Depending on the culture, it can be seen as either a vice or a sign of status. Where food is relatively scarce, being able to eat well might be something to take pride in (although this can also result in a moral backlash when confronted with the reality of those less fortunate). Where food is routinely plentiful, it may be considered a sign of self-control to resist the temptation to over-indulge.
Medieval church leaders (e.g., Thomas Aquinas) took a more expansive view of gluttony, arguing that it could also include an obsessive anticipation of meals, and the constant eating of delicacies and excessively costly foods. Aquinas went so far as to prepare a list of six ways to commit gluttony, including:
- Praepropere - eating too soon.
- Laute - eating too expensively (washedly).
- Nimis - eating too much.
- Ardenter - eating too eagerly (burningly).
- Studiose - eating too daintily (keenly).
- Forente - eating wildly (boringly).
According to The 7 Deadly Sins web site:
Why you do it: Because you were weaned improperly as an infant.
Your punishment in Hell will be: You'll be force-fed rats, toads, and snakes.
Associated symbols & suchlike: Gluttony is linked with the pig and the color orange.
In the words of nineteenth-century Russian Bishop Ignatius Brianchaninov:
Wise temperance of the stomach is a door to all the virtues. Restrain the stomach, and you will enter Paradise. But if you please and pamper your stomach, you will hurl yourself over the precipice of bodily impurity, into the fire of wrath and fury, you will coarsen and darken your mind, and in this way you will ruin your powers of attention and self-control, your sobriety and vigilance.
Medieval theologian Thomas Aquinas said of Gluttony: "Gluttony denotes, not any desire of eating and drinking, but an inordinate desire... leaving the order of reason, wherein the good of moral virtue consists." (2, 148, ad 1)
|The Travelers' Guide to Hell says |
Gluttony is ruled by the celestial sign of Jupiter. Ambition was the original sin of the ancient Mithraic sect (from which the Deadly Sins are alledgedly ripped off), but "when it changed sides and became a virtue, Gluttony was summoned to take its place."
According to The Picture Book of Devils, Demons and Witchcraft, by Ernst and Johanna Lehner, those who commit the Sin of Gluttony are punished in Hell by being forced to eat rats, toads, and snakes. And you were just worried about getting fat?
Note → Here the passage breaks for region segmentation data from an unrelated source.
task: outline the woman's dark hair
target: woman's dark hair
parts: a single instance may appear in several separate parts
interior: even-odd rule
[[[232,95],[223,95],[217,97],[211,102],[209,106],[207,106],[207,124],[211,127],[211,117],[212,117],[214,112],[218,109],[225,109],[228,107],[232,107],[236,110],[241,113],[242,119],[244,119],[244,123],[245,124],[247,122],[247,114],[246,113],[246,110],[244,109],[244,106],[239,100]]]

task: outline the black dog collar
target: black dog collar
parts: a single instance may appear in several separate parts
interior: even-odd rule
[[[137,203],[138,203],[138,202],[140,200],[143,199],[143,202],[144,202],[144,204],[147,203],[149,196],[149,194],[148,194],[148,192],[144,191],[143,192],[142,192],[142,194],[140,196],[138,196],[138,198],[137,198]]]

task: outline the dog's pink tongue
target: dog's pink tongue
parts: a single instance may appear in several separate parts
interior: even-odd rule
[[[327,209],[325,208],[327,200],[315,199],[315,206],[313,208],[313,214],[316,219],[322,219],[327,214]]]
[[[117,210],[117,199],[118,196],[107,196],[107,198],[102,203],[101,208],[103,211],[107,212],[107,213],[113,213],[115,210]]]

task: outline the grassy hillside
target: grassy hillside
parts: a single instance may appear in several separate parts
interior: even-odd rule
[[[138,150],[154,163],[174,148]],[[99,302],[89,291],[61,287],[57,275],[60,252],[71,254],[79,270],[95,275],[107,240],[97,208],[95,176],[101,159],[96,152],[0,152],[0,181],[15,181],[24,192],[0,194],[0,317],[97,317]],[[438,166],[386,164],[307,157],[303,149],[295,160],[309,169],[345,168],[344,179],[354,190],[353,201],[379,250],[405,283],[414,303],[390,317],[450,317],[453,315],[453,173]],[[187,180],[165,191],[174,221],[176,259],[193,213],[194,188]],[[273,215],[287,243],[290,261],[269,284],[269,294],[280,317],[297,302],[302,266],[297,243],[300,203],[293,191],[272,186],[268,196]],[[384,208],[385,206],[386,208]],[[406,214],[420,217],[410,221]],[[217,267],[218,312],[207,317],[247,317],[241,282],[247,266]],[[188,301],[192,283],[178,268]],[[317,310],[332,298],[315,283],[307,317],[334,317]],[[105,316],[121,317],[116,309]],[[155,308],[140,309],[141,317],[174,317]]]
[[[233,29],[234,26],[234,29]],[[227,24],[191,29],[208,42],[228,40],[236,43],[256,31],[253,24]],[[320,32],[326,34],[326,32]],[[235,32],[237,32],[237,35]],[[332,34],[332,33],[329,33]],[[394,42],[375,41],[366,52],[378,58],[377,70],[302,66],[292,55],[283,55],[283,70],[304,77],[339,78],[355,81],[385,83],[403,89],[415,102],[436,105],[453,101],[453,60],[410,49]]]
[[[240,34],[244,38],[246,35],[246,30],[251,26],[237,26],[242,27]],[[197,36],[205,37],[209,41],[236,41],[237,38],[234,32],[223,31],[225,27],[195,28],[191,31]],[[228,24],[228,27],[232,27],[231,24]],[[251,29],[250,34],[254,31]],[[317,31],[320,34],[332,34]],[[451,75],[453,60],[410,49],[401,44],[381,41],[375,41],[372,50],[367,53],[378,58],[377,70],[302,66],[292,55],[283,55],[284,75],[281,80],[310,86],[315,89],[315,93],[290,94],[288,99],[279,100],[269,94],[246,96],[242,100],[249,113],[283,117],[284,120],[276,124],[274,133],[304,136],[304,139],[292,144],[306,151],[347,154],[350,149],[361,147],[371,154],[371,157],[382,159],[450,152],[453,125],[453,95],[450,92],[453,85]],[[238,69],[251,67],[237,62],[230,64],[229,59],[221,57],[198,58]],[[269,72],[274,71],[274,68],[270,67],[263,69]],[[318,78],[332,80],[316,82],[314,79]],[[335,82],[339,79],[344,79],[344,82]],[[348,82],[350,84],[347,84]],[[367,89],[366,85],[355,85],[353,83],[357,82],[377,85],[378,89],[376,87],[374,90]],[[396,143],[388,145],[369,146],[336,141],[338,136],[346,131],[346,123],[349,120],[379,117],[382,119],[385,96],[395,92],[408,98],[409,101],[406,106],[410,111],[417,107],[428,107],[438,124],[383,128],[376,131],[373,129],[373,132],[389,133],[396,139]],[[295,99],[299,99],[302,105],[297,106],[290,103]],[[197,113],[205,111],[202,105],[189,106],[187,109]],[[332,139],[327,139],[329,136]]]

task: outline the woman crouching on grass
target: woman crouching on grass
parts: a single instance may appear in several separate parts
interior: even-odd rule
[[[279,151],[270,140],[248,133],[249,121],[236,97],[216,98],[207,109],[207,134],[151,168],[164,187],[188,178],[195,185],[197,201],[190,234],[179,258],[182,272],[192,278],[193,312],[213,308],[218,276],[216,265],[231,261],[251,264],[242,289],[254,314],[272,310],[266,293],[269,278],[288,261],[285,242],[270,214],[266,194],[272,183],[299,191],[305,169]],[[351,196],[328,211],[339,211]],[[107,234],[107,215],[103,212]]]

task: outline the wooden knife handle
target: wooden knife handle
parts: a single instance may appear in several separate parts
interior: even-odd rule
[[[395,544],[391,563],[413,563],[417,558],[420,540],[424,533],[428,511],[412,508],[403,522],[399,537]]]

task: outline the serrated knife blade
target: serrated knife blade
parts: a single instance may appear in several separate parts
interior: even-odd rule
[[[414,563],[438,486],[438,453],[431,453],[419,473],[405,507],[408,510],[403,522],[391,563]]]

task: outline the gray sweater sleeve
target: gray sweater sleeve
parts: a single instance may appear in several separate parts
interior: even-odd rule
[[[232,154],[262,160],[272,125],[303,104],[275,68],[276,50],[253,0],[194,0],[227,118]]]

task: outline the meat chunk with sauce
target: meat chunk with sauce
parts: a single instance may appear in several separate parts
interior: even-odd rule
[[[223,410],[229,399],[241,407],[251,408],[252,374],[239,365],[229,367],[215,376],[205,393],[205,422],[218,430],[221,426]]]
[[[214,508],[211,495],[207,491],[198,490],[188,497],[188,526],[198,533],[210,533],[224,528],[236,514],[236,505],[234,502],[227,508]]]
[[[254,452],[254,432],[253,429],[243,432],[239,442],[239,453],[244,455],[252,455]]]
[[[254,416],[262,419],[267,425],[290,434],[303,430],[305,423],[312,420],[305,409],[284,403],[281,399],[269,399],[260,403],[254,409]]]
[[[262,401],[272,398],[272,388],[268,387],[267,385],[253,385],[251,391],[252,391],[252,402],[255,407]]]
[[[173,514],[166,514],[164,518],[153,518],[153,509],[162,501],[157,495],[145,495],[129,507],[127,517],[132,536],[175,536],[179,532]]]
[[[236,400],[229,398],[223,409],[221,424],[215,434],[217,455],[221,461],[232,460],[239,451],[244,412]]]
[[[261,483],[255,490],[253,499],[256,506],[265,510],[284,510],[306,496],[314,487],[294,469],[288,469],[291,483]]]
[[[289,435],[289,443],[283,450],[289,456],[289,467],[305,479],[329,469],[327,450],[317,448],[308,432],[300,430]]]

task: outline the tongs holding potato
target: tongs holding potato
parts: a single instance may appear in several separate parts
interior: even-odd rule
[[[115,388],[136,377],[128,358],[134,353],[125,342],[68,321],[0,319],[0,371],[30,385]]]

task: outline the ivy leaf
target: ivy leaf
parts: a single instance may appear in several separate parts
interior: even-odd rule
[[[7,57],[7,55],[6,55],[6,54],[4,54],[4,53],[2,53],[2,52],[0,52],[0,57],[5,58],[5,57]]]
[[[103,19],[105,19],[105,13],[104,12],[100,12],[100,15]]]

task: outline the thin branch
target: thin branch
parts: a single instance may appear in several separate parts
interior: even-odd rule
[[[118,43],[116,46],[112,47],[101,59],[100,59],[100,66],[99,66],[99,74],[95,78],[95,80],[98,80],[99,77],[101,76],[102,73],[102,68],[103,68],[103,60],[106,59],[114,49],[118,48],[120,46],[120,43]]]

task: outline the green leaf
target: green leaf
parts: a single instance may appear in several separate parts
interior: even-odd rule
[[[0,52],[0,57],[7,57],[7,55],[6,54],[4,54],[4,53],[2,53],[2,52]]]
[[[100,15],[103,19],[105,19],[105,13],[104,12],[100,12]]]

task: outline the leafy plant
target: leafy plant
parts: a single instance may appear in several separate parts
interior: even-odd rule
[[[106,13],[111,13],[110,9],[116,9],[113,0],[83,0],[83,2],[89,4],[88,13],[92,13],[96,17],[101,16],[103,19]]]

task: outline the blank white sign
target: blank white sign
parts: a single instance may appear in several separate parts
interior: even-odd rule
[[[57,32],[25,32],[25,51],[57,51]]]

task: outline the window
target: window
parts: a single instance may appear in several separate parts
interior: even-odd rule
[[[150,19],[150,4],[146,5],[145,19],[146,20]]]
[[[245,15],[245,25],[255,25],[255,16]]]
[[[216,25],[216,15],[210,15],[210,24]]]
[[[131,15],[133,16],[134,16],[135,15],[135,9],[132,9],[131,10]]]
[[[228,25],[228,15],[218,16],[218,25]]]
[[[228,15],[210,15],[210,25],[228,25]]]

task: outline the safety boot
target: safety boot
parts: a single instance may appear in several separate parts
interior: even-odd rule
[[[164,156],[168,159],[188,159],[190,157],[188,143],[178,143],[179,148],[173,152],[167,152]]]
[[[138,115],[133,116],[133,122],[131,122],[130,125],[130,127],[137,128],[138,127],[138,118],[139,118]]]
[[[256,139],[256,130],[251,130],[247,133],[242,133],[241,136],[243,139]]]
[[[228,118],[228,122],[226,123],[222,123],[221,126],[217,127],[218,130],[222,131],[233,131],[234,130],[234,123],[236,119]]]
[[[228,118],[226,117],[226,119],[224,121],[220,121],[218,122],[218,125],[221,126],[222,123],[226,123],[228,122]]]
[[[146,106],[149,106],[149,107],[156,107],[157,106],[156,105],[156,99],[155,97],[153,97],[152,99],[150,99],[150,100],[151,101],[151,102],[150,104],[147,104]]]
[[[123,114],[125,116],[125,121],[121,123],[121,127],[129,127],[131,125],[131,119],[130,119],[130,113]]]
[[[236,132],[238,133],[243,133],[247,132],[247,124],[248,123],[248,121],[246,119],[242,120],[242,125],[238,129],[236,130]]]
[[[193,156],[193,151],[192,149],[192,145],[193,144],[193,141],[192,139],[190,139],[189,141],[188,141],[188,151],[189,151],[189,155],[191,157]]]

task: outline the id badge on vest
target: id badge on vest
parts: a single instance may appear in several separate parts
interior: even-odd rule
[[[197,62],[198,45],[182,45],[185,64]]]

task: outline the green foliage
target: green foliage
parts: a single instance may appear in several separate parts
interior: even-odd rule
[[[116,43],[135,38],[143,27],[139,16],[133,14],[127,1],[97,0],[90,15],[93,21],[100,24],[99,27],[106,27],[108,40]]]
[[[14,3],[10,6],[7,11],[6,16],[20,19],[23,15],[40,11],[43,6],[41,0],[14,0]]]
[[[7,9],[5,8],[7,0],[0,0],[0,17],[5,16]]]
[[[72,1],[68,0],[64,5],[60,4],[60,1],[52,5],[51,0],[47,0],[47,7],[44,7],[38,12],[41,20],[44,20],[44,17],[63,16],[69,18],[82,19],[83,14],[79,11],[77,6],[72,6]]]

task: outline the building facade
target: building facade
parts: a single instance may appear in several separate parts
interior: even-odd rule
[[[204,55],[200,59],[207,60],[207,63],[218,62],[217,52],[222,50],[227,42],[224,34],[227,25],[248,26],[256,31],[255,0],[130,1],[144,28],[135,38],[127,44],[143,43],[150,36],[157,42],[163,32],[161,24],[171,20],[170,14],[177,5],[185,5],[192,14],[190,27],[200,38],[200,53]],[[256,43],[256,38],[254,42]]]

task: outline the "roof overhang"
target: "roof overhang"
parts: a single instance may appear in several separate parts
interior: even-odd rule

If after all that you're still considering hurling yourself off the precipice of bodily impurity, why not do it with some...
1/2 cup (1 stick) butter or margarine, softened
1/4 cup Creamy Peanut Butter
1 cup granulated sugar
1 cup packed light brown sugar
1 teaspoon vanilla extract
2 cups all-purpose flour
2 teaspoons baking powder
1/4 teaspoon salt
1-2/3 cups (10-oz. pkg.) Peanut Butter Chips
1/2 cup Hershey's Syrup
Heat oven to 350F. Grease 13x9x2-inch baking pan. In large bowl, beat butter and peanut butter. Add sugar and brown sugar; beat well. Add eggs, one at a time, beating well after each addition. Blend in vanilla. Stir together flour, baking powder and salt; mix into peanut butter mixture, blending well. Stir in peanut butter chips. Spread half of batter into prepared pan; spoon syrup over top. Carefully spread with remaining batter; swirl with metal spatula or knife for marbled effect. Bake 35 to 45 minutes or until lightly browned. Cool completely in pan on wire rack. Cut into squares. About 36 brownies.